All of this, Palmer told us, he reported to Hathaway! And all of this is reported to the Congress Organization Committee in the control of the Stalinists which votes to accept these reports! Only the Left Opposition raises its voice in criticism. Against our sharp warnings that this road leads to the swamp, plays into the hands of the enemies of the Mooney movement and discredits Communism in the eyes of the workers the Stalinists make a united front with Muste and Palmer in the Committee to reject our criticism and proposals.

At this session, at the conclusion of Palmer’s report, the Left Opposition moved that the Congress Organization Committee publish a summary of the negotiations up to date. Palmer ruled that the motion was out of order for lack of a second. He was about to proceed to the next item on the agenda when the miracle happened. Five delegates got up, one after another, and spoke for the motion. And it carried!

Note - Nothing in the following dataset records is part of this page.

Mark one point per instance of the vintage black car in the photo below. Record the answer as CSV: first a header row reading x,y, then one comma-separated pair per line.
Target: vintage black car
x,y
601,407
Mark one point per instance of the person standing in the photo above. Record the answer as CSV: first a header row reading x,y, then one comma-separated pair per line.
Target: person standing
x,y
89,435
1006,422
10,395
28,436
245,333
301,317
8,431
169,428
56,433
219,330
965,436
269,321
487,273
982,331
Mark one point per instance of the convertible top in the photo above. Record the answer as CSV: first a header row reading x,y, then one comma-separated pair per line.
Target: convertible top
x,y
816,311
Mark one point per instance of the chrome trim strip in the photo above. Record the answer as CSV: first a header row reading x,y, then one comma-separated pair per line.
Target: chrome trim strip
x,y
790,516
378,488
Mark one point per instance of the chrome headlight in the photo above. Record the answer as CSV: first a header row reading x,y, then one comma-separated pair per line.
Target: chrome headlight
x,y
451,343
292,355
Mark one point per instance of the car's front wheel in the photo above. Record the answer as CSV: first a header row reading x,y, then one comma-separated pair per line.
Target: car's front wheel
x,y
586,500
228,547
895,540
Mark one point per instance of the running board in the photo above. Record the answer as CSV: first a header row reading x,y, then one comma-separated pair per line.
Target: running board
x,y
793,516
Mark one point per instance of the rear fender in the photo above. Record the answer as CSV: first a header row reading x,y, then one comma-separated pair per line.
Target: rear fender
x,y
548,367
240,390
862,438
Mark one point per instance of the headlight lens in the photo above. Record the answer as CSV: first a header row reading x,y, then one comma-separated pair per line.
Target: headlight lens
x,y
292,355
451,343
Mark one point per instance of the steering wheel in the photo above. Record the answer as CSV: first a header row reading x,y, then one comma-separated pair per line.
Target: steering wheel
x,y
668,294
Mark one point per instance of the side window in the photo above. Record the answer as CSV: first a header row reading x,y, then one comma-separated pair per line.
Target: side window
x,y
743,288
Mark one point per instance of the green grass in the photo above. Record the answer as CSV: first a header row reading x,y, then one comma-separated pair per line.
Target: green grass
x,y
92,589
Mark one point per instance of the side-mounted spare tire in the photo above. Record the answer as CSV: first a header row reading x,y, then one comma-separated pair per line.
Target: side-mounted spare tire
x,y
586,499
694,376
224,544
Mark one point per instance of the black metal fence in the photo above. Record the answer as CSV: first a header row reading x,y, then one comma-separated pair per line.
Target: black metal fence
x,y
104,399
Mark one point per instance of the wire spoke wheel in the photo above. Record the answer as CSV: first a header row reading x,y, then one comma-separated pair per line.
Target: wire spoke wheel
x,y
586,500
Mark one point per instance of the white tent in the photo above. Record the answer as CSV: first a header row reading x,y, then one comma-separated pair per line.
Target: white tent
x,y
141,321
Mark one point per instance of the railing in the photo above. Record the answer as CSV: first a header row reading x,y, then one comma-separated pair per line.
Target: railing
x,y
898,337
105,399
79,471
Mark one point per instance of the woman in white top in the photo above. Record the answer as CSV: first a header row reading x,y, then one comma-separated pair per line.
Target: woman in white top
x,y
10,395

We attribute this stroke of good fortune to two causes. Palmer’s report was too raw for Communists to swallow. And the front line Stalinist bureaucrats were not present to put the seal of authority and discipline on this opportunist brew. Nessin, Winter, Ballam, Moore must be mightily pleased with the results of the Negotiations Committee and content to let it replace the organs of the united front in broadening the Mooney movement. They did not attend the meeting of the Congress Organization Committee!

The speakers’ committees of which Nessin is the chairman reported through one of its members that, among the speakers for the Mooney mass meeting which is being arranged for April 27, will be, if the committee’s invitation is accepted, Rabbi Stephen S. Wise.

Wise needs no introduction to our readers. His attitude toward the Soviet Union and the working class movement is well known. It is sometimes necessary to suffer such people in united fronts – when they are the representatives of organizations participating in the united front. But that is not the case with Wise. He represents no one in this united front. Why does the party invite him to speak? This is not the way to build a united movement. But it is the Stalinist opportunist substitute for it. These adventurers think they will use Wise to fool the masses into believing that Hathaway and Wise on the platform are symbols of a united movement!

Strenuous objection was made to Wise by Linn of the I.W.O. and the Left Opposition. The motion of the Left Opposition to reject him was defeated. A motion to refer the matter back to the speakers’ committee carried.

That is how the movement for Mooney’s release stands now. The S.P. continues its cynical sabotage of the movement with impunity. And the Stalinists pursue their course deeper into the swamp. There were some people who greeted the party’s turn from the ultra Leftism of the united front from below with the hope that the Stalinists were steering a correct course. They showed little understanding of the nature of bureaucratic centrism. The Stalinists are incapable of pursuing a correct policy consistently. They move either to the extreme of ultra-Leftism or to the opposite extreme of Right opportunism. This is the direction in which they are pushing the party today.

That Muste and Palmer would engineer such dickers with the S.P. as this is to be expected. That is their political milieu. But that the Communist party should become a partner to such a shameful business is the special contribution to the repertoire of opportunism of Stalinism – a species of social reformism within the Communist movement. For people who turned over the leadership of the Chinese revolution to Chiang Kai-Shek, of the English General Strike to Purcell and Cook, of the fight against war to Holland and Barbusse it is a little matter to turn over to a Frank Palmer and a Muste the initiative in and the choice of method of building a united front movement to get Mooney out of jail! Against them and all they stand for the Left Opposition carries on and will continue to wage an irreconcilable struggle.